Formulación de materiales
El sustrato para las molduras decorativas debe consistir en poliestireno (PS) de alta-pureza. Se deben incorporar agentes modificadores-como endurecedores, -agentes antienvejecimiento y rellenos- según sea necesario para mejorar la resistencia al impacto, al calor y a la humedad. Garantizar que las materias primas estén bien mezcladas y libres de impurezas es un requisito previo para garantizar la calidad de los procesos posteriores de extrusión o moldeo por compresión.

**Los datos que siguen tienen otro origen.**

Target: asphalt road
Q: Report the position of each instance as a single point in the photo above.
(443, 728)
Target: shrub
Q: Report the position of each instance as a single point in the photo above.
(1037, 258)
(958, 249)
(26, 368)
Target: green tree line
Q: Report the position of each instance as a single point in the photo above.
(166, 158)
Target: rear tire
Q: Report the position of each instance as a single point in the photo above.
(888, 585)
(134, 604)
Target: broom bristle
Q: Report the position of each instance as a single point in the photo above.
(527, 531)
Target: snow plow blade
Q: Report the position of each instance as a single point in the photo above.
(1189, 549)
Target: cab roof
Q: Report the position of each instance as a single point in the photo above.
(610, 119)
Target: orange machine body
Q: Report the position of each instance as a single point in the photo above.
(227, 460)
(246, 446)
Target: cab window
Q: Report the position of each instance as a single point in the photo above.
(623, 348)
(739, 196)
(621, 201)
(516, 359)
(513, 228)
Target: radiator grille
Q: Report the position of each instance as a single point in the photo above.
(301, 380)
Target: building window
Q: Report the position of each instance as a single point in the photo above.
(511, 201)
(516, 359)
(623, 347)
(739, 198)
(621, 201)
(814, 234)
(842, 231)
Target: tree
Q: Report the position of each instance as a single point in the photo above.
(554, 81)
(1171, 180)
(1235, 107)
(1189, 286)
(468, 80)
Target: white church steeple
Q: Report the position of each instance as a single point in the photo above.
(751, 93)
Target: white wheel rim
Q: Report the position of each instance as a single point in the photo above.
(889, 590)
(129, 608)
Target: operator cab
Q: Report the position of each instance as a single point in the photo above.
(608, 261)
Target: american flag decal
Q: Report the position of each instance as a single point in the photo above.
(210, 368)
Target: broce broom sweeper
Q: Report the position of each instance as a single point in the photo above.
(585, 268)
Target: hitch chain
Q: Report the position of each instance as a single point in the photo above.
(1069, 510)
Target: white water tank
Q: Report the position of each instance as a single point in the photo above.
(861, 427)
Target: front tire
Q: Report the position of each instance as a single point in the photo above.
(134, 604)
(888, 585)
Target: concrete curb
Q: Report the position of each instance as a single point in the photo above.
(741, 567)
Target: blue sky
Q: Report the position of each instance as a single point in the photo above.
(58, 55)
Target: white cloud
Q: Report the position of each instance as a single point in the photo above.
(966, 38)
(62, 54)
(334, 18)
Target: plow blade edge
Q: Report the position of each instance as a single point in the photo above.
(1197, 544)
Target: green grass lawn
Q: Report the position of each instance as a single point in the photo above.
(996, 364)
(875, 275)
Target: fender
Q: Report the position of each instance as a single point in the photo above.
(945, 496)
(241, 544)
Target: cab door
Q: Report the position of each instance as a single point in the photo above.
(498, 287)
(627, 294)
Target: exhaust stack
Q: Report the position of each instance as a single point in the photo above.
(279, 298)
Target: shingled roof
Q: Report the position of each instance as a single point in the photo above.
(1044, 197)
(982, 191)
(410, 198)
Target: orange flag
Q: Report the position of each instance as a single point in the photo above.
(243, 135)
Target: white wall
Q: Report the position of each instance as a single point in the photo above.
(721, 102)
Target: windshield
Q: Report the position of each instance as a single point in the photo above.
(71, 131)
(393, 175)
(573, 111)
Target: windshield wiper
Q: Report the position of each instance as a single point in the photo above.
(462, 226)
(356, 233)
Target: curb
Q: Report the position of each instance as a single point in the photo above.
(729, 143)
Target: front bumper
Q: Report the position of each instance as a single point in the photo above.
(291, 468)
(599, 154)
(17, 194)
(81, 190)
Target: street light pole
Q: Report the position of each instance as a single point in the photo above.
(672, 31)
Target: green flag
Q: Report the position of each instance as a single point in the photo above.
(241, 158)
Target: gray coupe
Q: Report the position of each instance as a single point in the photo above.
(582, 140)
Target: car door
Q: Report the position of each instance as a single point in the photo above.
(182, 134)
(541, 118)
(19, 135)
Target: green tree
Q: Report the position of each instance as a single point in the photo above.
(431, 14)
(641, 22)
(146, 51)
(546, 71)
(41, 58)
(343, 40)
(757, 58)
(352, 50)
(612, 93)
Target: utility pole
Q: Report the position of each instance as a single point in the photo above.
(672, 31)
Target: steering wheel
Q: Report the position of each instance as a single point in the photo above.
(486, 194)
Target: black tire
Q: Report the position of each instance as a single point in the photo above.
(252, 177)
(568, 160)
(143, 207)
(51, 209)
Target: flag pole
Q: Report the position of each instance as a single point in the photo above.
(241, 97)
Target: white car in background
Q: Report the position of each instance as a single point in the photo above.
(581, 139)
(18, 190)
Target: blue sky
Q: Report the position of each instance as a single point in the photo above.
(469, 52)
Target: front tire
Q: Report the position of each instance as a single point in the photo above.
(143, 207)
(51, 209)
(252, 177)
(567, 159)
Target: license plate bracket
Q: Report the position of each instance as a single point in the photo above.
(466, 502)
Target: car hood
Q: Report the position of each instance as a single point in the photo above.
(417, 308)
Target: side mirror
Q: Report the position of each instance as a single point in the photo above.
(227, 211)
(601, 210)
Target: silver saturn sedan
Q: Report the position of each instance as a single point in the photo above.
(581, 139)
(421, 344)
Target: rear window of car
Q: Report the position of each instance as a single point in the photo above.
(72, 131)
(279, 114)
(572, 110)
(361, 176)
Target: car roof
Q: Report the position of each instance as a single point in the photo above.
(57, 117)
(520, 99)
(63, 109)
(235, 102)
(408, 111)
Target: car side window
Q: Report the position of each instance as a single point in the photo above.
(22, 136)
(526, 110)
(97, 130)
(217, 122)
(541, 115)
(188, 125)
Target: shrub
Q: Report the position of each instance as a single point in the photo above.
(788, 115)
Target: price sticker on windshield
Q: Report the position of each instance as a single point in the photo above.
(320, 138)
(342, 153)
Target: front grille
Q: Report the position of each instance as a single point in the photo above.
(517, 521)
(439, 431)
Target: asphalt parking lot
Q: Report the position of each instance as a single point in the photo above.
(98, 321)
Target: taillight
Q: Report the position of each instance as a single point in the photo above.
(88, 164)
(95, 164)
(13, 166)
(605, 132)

Precisión de extrusión y moldeado
El proceso de moldeado requiere equipos estables y un control preciso de la temperatura para garantizar que las dimensiones de la sección transversal-de las molduras permanezcan consistentes, los bordes sean rectos y los productos terminados no tengan deformaciones ni distorsiones. Para productos con interiores huecos o canales de cables integrados, también es esencial garantizar la integridad estructural del interior y la uniformidad del espesor de la pared, facilitando así una instalación segura y una capacidad de carga-estable.
Tratamiento superficial
La superficie debe ser plana, lisa y libre de burbujas, rebabas o rayones. Los procesos de acabado de superficies-como la impresión por transferencia térmica, la laminación o el recubrimiento por pulverización-deben garantizar una fuerte adhesión, una coloración uniforme y una resistencia a la abrasión y la humedad. Las texturas de vetas de madera o piedra deben verse distintas y naturales; Además, las variaciones de color entre lotes de producción deben controlarse estrictamente para garantizar un efecto estético consistente en todo el esquema de decoración interior.
Estabilidad dimensional
La longitud, espesor, altura y curvatura de las molduras deben cumplir estrictamente con las especificaciones de diseño, manteniéndose cualquier desviación permitida dentro de las tolerancias estándar establecidas. Los productos terminados deben presentar una excelente resistencia a las fluctuaciones de temperatura y humedad; Una vez instalados, deben seguir siendo resistentes a la deformación causada por la expansión y contracción térmica o los cambios en la humedad ambiental, garantizando así tanto su atractivo estético como su integridad funcional a largo plazo.